Social media increasingly affects an organization’s brand and image.
Wary of the power of social media as an outlet for public criticism, savvy leaders are trying to pre-empt negative buzz through careful preparation. When ING Bank of Canada decided to change the name of its main business unit from ING Direct to Tangerine Bank in late 2013, it figured some people might react with disdain. So it rehearsed how it would handle any online backlash from snarky critics.

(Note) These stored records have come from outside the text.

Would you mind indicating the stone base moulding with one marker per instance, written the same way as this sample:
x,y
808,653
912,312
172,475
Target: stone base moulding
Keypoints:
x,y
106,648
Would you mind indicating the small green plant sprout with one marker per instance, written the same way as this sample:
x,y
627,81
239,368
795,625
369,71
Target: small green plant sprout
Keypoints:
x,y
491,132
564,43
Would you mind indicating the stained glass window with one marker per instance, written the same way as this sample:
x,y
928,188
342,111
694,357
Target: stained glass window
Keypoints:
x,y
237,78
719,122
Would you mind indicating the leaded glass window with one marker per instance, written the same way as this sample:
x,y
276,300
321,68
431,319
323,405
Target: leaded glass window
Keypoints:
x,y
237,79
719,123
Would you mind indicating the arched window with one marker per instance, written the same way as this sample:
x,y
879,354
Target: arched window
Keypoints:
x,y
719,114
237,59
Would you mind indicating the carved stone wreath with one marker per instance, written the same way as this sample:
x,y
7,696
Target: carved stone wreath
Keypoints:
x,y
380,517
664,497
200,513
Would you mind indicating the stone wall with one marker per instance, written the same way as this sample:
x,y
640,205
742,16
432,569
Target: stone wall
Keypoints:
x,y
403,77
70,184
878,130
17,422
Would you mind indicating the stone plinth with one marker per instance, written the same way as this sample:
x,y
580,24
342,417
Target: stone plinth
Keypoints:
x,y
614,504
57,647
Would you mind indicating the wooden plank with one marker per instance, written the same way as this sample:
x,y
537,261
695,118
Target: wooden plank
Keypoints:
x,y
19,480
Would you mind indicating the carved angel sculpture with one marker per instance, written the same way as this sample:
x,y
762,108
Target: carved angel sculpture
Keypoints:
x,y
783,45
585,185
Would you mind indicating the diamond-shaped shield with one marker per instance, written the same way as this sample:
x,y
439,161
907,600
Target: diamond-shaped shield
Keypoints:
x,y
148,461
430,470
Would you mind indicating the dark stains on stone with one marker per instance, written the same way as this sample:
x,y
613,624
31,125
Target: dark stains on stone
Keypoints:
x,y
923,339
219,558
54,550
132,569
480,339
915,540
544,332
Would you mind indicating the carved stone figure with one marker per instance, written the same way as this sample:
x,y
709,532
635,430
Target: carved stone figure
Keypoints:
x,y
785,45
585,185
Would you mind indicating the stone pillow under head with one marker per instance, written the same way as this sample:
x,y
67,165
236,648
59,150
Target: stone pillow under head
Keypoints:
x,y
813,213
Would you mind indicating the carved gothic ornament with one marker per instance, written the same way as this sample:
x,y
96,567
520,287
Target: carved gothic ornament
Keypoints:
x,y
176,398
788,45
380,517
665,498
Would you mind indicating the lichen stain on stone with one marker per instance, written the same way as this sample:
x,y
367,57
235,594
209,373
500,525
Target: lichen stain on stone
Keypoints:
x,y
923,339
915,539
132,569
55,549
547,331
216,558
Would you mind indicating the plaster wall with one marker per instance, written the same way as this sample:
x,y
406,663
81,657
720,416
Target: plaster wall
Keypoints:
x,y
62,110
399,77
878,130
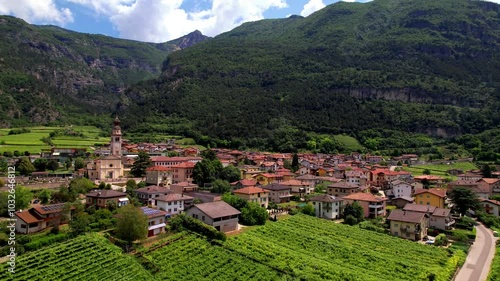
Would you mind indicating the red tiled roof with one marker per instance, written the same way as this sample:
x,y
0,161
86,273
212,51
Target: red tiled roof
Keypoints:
x,y
361,196
436,191
250,190
173,197
27,217
406,216
158,168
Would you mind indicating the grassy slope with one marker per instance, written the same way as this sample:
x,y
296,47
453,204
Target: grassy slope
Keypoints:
x,y
87,257
32,141
305,248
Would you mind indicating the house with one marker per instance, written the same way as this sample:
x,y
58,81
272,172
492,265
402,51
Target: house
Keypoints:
x,y
159,175
342,189
109,167
156,221
183,187
39,218
147,194
279,193
218,214
327,206
182,172
402,201
173,203
401,188
437,218
491,207
435,197
101,198
299,187
253,194
373,206
409,225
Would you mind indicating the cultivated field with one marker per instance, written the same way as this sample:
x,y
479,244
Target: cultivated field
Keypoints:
x,y
88,257
32,141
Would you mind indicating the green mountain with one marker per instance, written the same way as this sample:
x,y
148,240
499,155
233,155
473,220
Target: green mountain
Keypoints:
x,y
49,74
373,70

Months before the name change, the bank hired a social-media consulting firm based in Vancouver, Canada, HootSuite Media, to stage a mock attack. HootSuite consultants pretended to launch a barrage of hostile posts on Facebook and Twitter lambasting the bank’s new moniker.

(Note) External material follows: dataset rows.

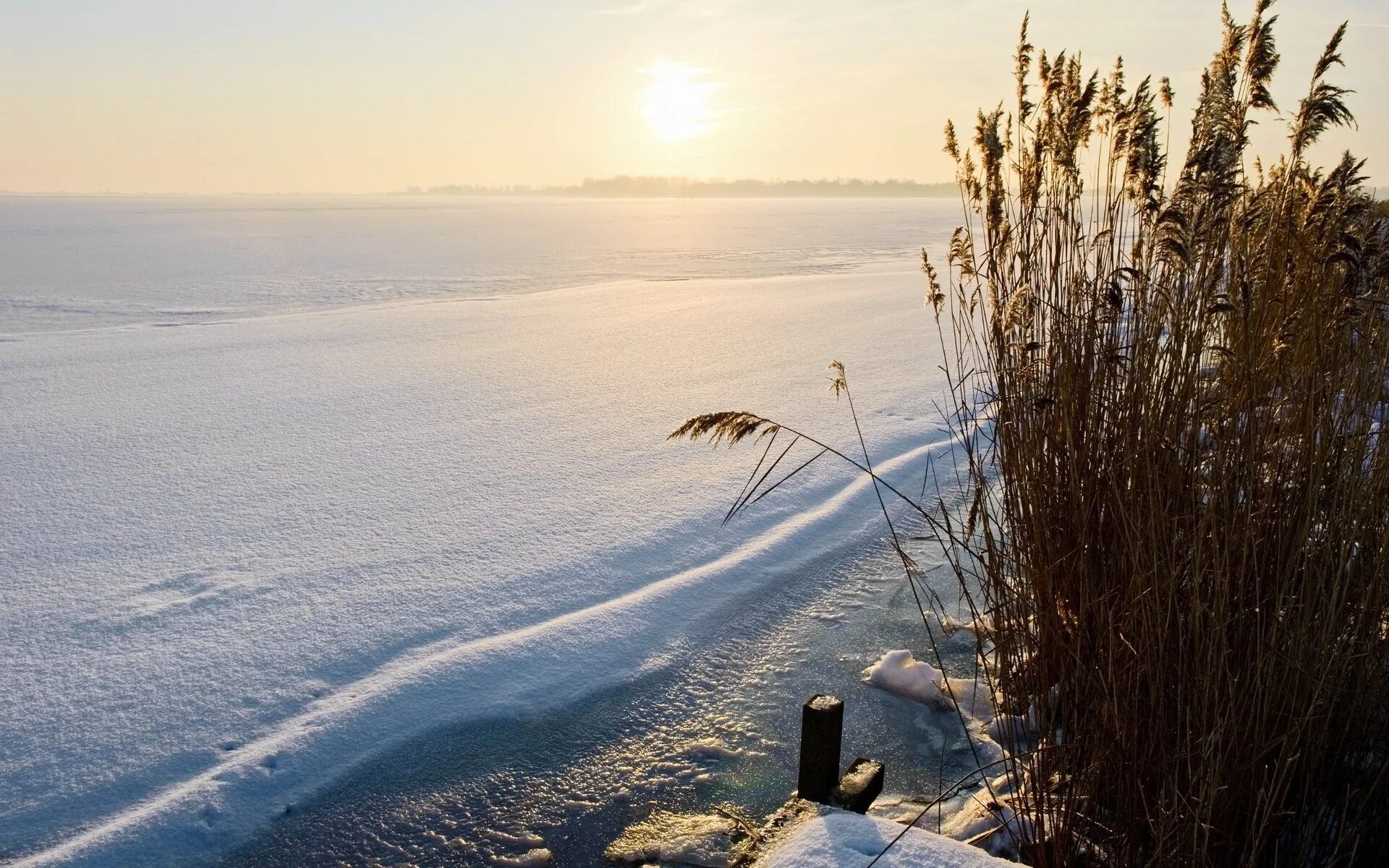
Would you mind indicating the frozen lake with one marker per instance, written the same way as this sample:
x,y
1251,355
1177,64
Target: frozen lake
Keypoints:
x,y
302,492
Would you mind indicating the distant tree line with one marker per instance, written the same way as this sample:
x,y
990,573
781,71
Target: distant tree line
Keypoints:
x,y
659,187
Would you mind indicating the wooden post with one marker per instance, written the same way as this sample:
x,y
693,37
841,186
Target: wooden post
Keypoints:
x,y
821,729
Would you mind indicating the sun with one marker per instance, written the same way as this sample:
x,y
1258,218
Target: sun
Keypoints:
x,y
677,102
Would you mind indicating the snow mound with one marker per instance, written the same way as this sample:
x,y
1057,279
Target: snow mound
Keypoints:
x,y
841,839
902,674
681,839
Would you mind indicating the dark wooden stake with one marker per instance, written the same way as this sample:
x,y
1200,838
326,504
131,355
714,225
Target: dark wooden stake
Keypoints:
x,y
821,731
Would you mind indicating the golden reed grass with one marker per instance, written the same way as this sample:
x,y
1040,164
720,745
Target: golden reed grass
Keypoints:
x,y
1170,393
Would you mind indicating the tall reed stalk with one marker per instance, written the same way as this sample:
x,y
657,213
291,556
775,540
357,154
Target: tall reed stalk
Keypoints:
x,y
1168,395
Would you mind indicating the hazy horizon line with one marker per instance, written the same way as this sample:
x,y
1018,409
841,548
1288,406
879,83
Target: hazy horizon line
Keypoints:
x,y
637,187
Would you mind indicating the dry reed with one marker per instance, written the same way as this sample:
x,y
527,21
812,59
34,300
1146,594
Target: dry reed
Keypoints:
x,y
1168,395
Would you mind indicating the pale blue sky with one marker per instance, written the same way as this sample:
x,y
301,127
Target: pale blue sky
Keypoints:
x,y
354,96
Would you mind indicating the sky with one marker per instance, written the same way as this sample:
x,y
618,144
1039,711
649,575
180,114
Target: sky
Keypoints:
x,y
347,96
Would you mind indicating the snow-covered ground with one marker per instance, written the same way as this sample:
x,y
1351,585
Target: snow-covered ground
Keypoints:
x,y
841,839
241,557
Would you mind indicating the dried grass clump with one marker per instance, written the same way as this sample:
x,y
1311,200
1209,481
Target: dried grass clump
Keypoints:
x,y
1168,396
1181,504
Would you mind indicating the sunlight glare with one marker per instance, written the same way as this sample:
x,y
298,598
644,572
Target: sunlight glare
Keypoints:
x,y
677,102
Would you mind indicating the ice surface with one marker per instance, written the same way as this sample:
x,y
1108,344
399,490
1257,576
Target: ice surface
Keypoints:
x,y
242,557
841,839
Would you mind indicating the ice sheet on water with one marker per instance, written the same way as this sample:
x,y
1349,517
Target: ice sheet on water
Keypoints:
x,y
242,558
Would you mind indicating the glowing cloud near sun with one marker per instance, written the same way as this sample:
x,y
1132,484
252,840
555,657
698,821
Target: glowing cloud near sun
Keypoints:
x,y
677,102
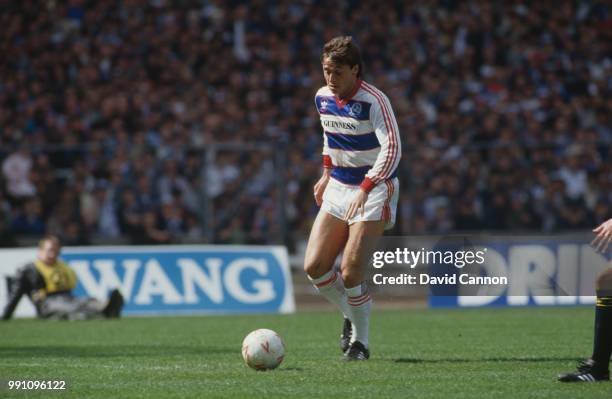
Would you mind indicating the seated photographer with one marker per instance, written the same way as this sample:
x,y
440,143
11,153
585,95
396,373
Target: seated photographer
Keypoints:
x,y
48,282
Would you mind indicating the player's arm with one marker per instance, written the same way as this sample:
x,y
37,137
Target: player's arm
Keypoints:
x,y
72,279
21,286
387,132
603,236
320,185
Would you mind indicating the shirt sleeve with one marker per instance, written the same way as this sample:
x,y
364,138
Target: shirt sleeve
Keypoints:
x,y
19,285
387,132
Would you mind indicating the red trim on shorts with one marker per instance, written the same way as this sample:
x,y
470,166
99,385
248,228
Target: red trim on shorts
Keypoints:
x,y
359,300
386,214
329,281
327,163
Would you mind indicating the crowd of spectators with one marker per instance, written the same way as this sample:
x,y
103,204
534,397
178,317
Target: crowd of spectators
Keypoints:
x,y
129,119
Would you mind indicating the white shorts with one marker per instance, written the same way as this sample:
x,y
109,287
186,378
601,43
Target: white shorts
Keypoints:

“We wanted to practice in advance of the game, which doesn’t often happen in social media,” says Jaime Stein, a bank executive. He instructed the consultants to be “brutal” in their posts during the drill.
“Nice redesign,” one of them typed. “I could have done that in my sleep. I’m sure you spent millions too.”
Another simply posted, “I hate it.”
Thanks to this exercise, Stein and his colleagues in the bank’s social-media department practiced how to reply to such negative messages with grace and good cheer. For instance, they parried back with playful tweets such as, “Give it a chance, it might grow on you.”
—Adapted from “Social-Media Coaches Spring Up to Combat Bad Buzz,” Lindsay Gellman, www.wsj.com.